The Dun Sentinel of the marshes

This an odd one. A short post on a snail.

Assiminea grayana
to be precise. Common name, the Dun Sentinel. A tiny salt marsh specialist extending to just above the high water mark, common on estuaries between the Humber and Pegwell. Found around the southern North Sea, also very recently (the 1990s) discovered in Ireland and the north-west of England.

Why mention on a birding blog? Studies have shown that where the Dun Sentinel is present, it can amount to up to 98% of the food resource for any estuary Rock Pipits. Dietary differences. The resident Rock Pipits on other parts of our coast get away with staying put in a maritime environment on a diet largely consisting of Melarhaphe neritoides- the Small Periwinkle. Driven out by the cold further north, our wintering visitors have found a different food resource to exploit

I admit to having never knowingly seen a Dun Sentinel, but I think I'll now include on my (bait-)bucket list and make an effort this spring once things have warmed up a bit and the winterers have departed. Rock Pipits are another favourite of mine after all.

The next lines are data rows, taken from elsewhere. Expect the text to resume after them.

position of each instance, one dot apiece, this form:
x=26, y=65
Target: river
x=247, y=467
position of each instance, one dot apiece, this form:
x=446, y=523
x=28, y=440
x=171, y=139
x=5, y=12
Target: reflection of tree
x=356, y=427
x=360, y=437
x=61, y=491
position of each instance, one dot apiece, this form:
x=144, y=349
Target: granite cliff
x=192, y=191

The taxonomic fun over the years, separating Rock, Water and Buff-bellied Pipits (only given to full species status by the British Ornithologists Union some 19 years ago) is based only in part on visual differences. Habitat specialisation when breeding and wintering comes into the argument. The Dun Sentinel goes some way to explaining just why migrant Rock Pipits can get by on estuaries in winter- they've found a prey item out on the saltings they can do very well on. Some argue there's very little overlap between the species/subspecies in their wintering habitats but, some inland sites such as Stodmarsh/Grove in East Kent, are now throwing up headaches for Water/Rock aficionados.

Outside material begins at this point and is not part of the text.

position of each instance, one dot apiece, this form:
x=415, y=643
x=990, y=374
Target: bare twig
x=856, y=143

Field i.d. is a blogpost for another day, but for now is always worth remembering the visual identification of each species is not as easy as some would have it. If you read the monographs rather than the sparsely worded field guides, you will find most distinctions use caveats of terms such 'generally' and avoid claiming many identification pointers to be as clear cut as we would like them to be. Small wonder it took us so many years to pigeonhole to species status...

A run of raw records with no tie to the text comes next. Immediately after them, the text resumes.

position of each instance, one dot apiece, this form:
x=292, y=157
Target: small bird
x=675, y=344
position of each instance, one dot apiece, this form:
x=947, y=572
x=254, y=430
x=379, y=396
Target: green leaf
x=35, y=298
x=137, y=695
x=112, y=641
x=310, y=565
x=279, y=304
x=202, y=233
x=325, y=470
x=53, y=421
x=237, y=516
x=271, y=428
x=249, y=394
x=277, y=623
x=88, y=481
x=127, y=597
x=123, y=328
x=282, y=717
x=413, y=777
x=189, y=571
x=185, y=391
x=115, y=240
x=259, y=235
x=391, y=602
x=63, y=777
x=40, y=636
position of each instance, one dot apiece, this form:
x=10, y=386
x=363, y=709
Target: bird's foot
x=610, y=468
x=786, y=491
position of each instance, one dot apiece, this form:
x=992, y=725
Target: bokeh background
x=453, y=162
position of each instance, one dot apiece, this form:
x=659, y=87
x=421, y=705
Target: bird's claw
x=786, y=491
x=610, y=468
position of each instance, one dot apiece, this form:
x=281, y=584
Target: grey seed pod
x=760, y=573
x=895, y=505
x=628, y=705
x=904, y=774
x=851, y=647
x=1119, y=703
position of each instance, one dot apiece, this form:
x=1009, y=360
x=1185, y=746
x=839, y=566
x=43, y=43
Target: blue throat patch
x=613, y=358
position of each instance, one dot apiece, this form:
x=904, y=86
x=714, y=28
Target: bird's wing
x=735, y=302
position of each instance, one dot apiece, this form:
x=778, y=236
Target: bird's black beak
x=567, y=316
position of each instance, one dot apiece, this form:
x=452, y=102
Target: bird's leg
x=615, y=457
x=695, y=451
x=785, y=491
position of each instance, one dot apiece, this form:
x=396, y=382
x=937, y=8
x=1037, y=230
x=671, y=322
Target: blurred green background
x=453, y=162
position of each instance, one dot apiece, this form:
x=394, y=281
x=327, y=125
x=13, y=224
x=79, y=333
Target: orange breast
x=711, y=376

The more we learn, the more there is to know.

I'm no conchologist, but I'll enjoy stringing a shell in a few weeks, all the time chuckling in the knowledge the snail taxonomists are still arguing about whether Dun Sentinel is actually a separate species, or if they need to lump it in with other Assiminea down around the Mediterranean.

Spot the Rock Pipit, hunting out the other two percent of his diet.